Tout à coup, l'un des pages qui passait porteur d'un flacon de vermeil, la reconnut. C'était celui qui s'était moqué d'elle lourdement à propos de la bourrée.

– Oh ! voici la baronne de la Triste Robe ! plaisanta-t-il. Que voulez-vous boire, Nanon ? De la piquette de pommes ou du bon lait caillé ?

Elle lui tira vivement la langue, puis, le laissant un peu pantois, continua d'avancer du côté de la table princière.

– Seigneur, que nous arrive-t-il là ? s'exclama la duchesse de Beaufort. Mme du Plessis suivit la direction de son regard, découvrit Angélique, et appela une fois de plus son fils à son secours :

– Philippe ! Philippe ! mon ami, ayez la bonté de conduire votre cousine de Sancé à la table des filles d'honneur.

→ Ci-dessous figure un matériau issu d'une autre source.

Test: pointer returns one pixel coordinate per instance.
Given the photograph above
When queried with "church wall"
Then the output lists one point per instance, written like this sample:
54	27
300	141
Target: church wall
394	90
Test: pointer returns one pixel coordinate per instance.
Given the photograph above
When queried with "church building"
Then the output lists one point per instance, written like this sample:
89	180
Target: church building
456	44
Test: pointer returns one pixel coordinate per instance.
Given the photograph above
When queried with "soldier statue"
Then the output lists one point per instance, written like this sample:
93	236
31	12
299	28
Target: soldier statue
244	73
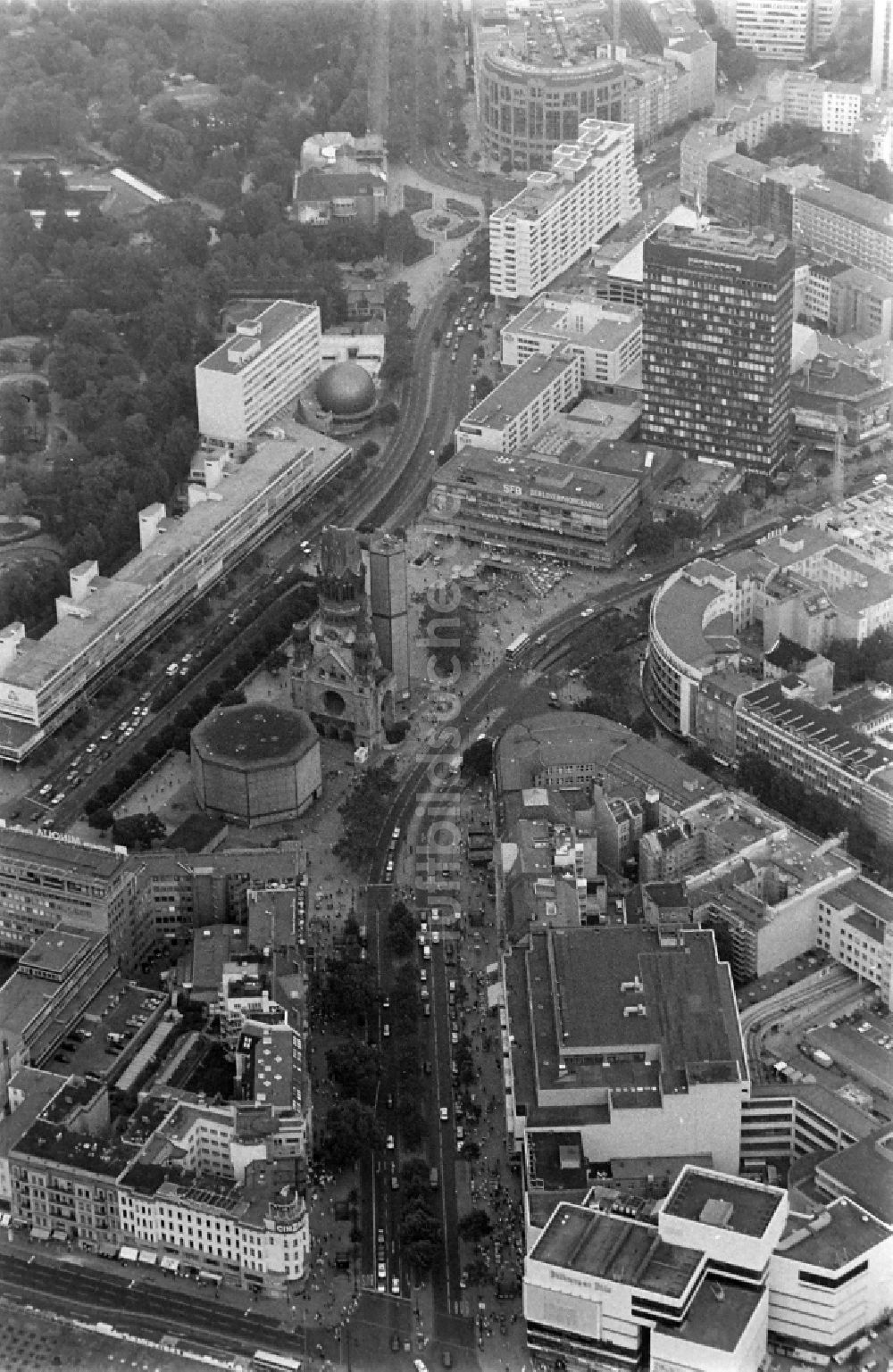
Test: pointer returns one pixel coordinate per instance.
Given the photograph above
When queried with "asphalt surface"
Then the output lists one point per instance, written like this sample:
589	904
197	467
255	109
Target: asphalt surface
69	1289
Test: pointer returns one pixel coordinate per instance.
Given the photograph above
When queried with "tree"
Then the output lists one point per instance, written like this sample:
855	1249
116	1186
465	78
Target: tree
361	814
420	1236
13	500
350	1128
355	1068
401	929
475	1226
453	636
478	758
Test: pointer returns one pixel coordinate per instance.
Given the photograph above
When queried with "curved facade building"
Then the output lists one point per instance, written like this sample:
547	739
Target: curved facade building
526	110
690	636
255	764
347	395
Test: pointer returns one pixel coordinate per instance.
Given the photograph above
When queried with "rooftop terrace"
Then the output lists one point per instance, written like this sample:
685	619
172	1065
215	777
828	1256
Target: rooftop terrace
718	1316
616	1249
841	1239
723	1202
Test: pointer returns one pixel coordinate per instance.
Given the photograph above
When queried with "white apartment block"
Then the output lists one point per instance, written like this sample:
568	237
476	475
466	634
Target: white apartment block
855	927
236	506
520	405
593	188
606	337
257	372
831	106
780	29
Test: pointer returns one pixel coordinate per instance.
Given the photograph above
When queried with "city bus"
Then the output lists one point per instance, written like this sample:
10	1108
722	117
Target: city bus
514	649
273	1363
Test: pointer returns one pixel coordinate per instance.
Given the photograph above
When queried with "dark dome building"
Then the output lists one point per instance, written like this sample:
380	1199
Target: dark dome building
347	394
255	764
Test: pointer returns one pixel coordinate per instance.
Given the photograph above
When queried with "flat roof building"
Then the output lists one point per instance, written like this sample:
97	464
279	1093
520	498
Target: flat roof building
847	225
565	495
593	187
716	345
257	372
608	337
233	506
520	405
606	1035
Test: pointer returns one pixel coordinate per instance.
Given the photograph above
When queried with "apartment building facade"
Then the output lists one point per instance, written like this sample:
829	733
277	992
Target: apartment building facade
593	187
520	405
232	511
846	225
258	370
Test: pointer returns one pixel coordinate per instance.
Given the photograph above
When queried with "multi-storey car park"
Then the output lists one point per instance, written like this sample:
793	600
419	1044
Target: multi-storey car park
233	506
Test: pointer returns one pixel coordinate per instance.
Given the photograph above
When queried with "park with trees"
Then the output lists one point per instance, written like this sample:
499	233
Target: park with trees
121	317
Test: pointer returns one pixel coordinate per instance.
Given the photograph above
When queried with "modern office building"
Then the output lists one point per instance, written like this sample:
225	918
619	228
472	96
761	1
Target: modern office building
788	30
338	199
716	345
627	1037
608	337
532	505
233	506
539	73
526	109
255	373
846	225
730	1269
58	976
46	878
388	603
523	403
882	46
591	188
689	1292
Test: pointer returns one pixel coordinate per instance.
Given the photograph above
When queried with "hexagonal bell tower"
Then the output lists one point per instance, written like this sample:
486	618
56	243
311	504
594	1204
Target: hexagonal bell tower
338	675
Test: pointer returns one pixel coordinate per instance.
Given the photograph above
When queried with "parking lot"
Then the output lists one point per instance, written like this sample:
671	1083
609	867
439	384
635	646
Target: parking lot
118	1016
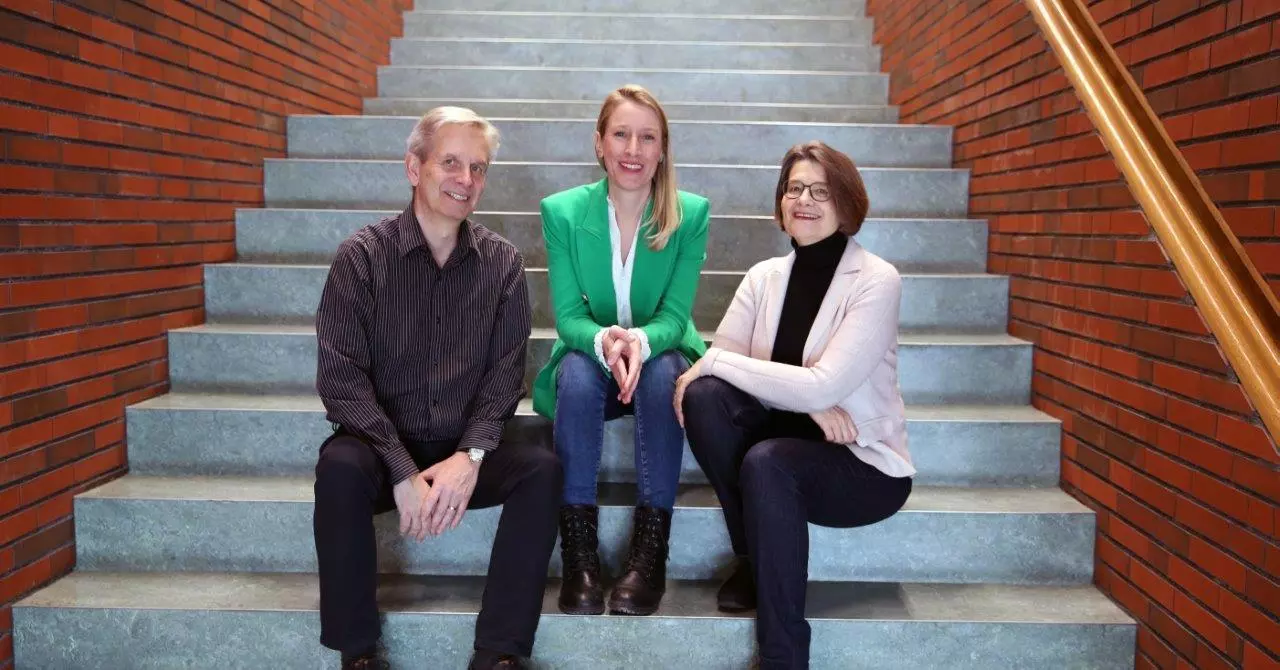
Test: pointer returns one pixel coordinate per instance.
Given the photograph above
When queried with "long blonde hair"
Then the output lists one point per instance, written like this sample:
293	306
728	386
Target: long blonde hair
666	214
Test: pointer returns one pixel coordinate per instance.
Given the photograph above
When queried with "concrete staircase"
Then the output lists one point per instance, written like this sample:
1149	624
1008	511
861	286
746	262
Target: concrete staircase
202	556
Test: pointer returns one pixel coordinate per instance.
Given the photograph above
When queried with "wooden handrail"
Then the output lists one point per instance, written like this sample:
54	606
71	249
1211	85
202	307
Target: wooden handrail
1240	311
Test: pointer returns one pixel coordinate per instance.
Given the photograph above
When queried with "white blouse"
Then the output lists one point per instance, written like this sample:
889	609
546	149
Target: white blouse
622	270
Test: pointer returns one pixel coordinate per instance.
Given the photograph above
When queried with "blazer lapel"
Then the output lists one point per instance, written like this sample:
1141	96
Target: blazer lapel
775	294
595	256
827	318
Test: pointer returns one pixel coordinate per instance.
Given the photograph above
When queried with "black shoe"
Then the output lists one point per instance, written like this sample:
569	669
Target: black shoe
502	661
639	591
366	662
737	592
581	587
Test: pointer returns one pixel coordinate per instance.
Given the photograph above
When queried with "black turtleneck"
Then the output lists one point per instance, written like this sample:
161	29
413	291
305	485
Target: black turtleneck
810	277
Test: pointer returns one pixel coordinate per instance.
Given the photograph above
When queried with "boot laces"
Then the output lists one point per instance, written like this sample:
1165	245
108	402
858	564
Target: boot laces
580	536
648	547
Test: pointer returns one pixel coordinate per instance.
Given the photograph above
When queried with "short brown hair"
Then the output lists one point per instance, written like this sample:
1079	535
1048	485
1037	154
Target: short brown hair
848	192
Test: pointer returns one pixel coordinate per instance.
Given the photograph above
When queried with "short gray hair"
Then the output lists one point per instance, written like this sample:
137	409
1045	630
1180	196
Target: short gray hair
420	140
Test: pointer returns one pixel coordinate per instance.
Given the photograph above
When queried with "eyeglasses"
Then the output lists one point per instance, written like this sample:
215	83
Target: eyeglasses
819	191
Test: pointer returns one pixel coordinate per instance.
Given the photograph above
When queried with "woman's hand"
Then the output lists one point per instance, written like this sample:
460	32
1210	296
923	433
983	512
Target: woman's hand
836	425
615	346
622	354
681	383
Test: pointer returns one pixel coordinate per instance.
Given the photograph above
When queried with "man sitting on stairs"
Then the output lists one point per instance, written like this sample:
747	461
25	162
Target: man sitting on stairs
423	329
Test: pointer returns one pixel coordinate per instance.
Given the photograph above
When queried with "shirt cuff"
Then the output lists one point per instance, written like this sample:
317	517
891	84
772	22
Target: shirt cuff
599	351
481	434
708	361
400	464
645	352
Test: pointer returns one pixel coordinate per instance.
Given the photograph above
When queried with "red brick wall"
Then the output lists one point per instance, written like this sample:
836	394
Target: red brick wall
1157	434
129	133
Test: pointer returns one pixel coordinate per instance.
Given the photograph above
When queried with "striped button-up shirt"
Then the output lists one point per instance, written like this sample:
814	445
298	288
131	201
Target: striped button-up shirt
412	351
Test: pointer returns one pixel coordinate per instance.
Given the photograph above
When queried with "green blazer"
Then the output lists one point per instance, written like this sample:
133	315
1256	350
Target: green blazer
580	268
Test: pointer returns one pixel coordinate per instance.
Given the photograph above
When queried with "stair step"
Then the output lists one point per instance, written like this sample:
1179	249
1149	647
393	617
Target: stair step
942	534
732	190
664	7
240	292
933	369
641	54
311	236
120	618
673	27
570	140
595	82
261	436
684	110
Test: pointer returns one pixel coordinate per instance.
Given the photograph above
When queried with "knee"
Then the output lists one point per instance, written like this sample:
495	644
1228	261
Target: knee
659	373
703	395
542	468
579	377
766	465
346	466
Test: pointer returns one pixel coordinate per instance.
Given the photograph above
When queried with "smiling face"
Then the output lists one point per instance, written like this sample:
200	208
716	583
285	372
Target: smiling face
805	219
449	181
630	147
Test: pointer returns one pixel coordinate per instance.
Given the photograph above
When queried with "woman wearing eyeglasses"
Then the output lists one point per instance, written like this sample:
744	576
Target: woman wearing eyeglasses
795	413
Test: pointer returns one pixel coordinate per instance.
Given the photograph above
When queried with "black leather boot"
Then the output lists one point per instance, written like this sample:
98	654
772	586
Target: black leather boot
639	591
581	588
737	592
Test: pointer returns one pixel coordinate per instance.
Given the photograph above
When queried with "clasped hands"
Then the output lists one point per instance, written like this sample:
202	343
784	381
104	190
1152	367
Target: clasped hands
434	500
622	354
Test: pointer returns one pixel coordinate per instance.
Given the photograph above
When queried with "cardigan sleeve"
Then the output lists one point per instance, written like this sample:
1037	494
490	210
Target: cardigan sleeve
676	306
865	333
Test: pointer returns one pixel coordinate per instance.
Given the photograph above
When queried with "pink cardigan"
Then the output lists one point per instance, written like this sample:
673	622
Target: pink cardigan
850	356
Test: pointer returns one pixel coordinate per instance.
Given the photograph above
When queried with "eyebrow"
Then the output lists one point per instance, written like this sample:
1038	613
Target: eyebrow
485	162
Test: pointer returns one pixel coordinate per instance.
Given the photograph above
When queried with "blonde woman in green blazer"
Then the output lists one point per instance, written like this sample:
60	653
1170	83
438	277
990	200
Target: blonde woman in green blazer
624	256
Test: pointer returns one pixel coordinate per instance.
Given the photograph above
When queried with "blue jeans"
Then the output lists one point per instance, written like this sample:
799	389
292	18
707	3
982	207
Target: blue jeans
586	397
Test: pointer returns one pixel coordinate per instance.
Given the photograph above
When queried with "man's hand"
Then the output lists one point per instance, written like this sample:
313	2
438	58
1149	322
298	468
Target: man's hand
452	483
836	425
410	501
681	384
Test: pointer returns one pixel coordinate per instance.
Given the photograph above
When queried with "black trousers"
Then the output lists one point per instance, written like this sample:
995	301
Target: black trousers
353	484
771	488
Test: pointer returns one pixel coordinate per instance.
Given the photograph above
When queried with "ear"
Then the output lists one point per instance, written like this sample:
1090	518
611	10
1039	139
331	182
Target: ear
412	169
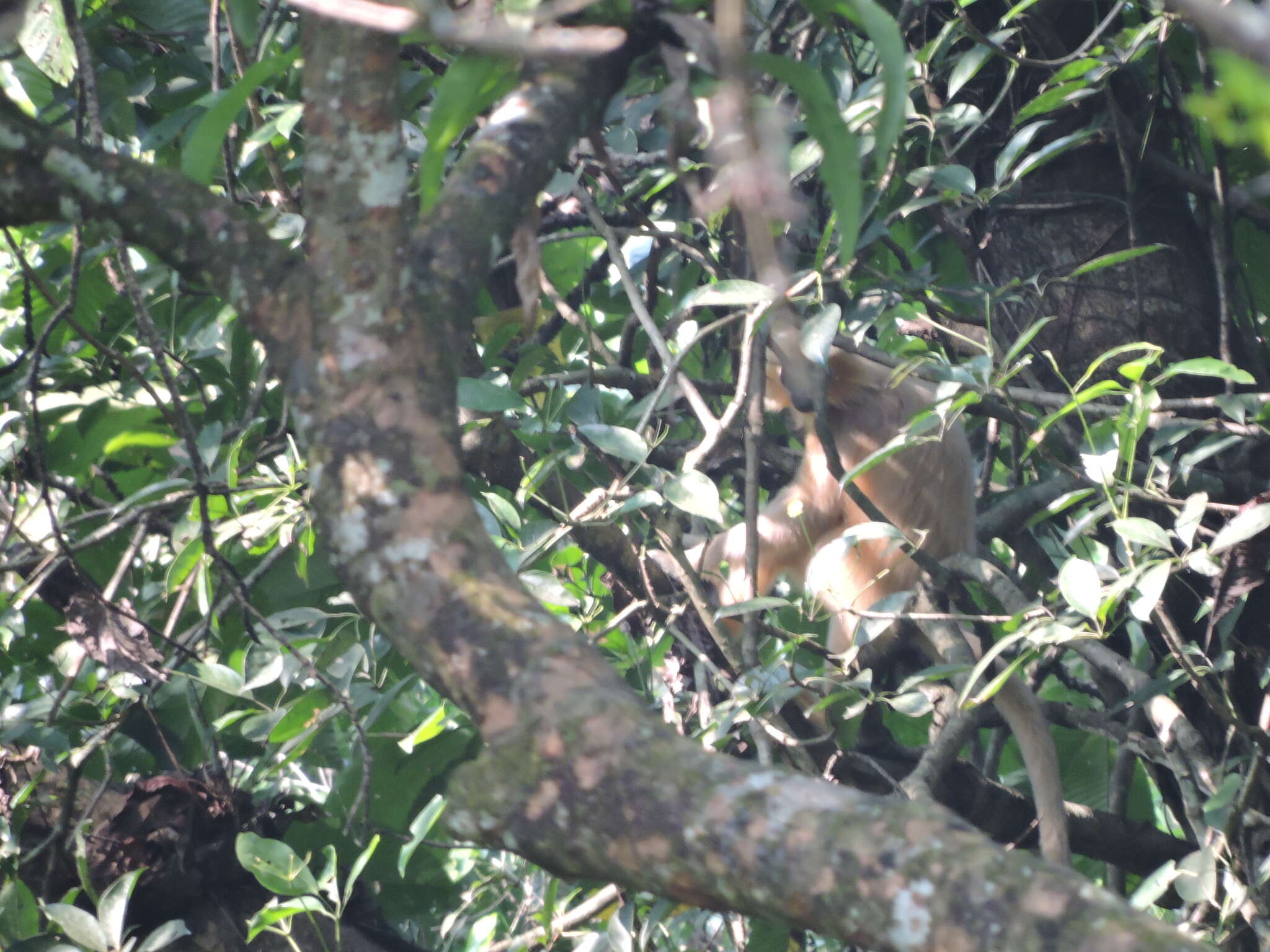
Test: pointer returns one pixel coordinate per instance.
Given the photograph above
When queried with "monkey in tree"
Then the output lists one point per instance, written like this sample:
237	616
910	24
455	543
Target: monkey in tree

Le jeune garçon leva vers Angélique son regard maussade.

– Voici un tabouret, dit-il en désignant près de lui une place libre.

– Pas ici, Philippe, pas ici. Vous aviez réservé cette place pour Mlle de Senlis.

– Mlle de Senlis n'avait qu'à se hâter. Quand elle nous rejoindra elle verra qu'elle a été remplacée... avantageusement, conclut-il avec un bref sourire ironique.

Ses voisins s'esclaffèrent.

Cependant, Angélique s'asseyait. Elle était allée trop loin pour reculer. Elle n'osait demander où était son père, et les éclats de lumière que se renvoyaient les verres, les carafons, l'argenterie et les diamants de ces dames, l'éblouissaient jusqu'au vertige. Par réaction, elle se raidit, bomba sa poitrine, rejeta en arrière sa lourde chevelure dorée. Il lui parut que quelques seigneurs lui jetaient des regards qui n'étaient pas dénués d'intérêt. Presque en face d'elle, l'œil d'oiseau de proie du prince de Condé la dévisagea un instant avec une attention arrogante.

– Par le diable, vous avez là d'étranges parents, monsieur du Plessis. Qu'est-ce que cette sarcelle grise ?

– Une jeune cousine de province, monseigneur. Ah ! plaignez-moi : deux heures durant, ce soir même, au lieu d'écouter nos musiciens et les charmants propos de ces dames, j'ai supporté le réquisitoire de son baron de père, dont le souffle m'indispose encore – ainsi que le clamerait notre cynique poète Argenteuil : Je vous dis, sans mentir, que l'haleine d'un mort ou l'odeur d'un retrait ne sentent pas si fort.

Un éclat de rire servile secoua l'assemblée.

« Et savez-vous ce qu'il me demandait ? reprit le marquis en s'essuyant les paupières d'un geste précieux. Je vous le donne en mille : que je lui fasse remettre ses impôts sur quelques mulets de son écurie, ainsi que sur une production – savourez le mot – de plomb qu'il prétend trouver tout fondu en lingots sous les plates-bandes de son potager. Je n'ai jamais ouï pareilles stupidités.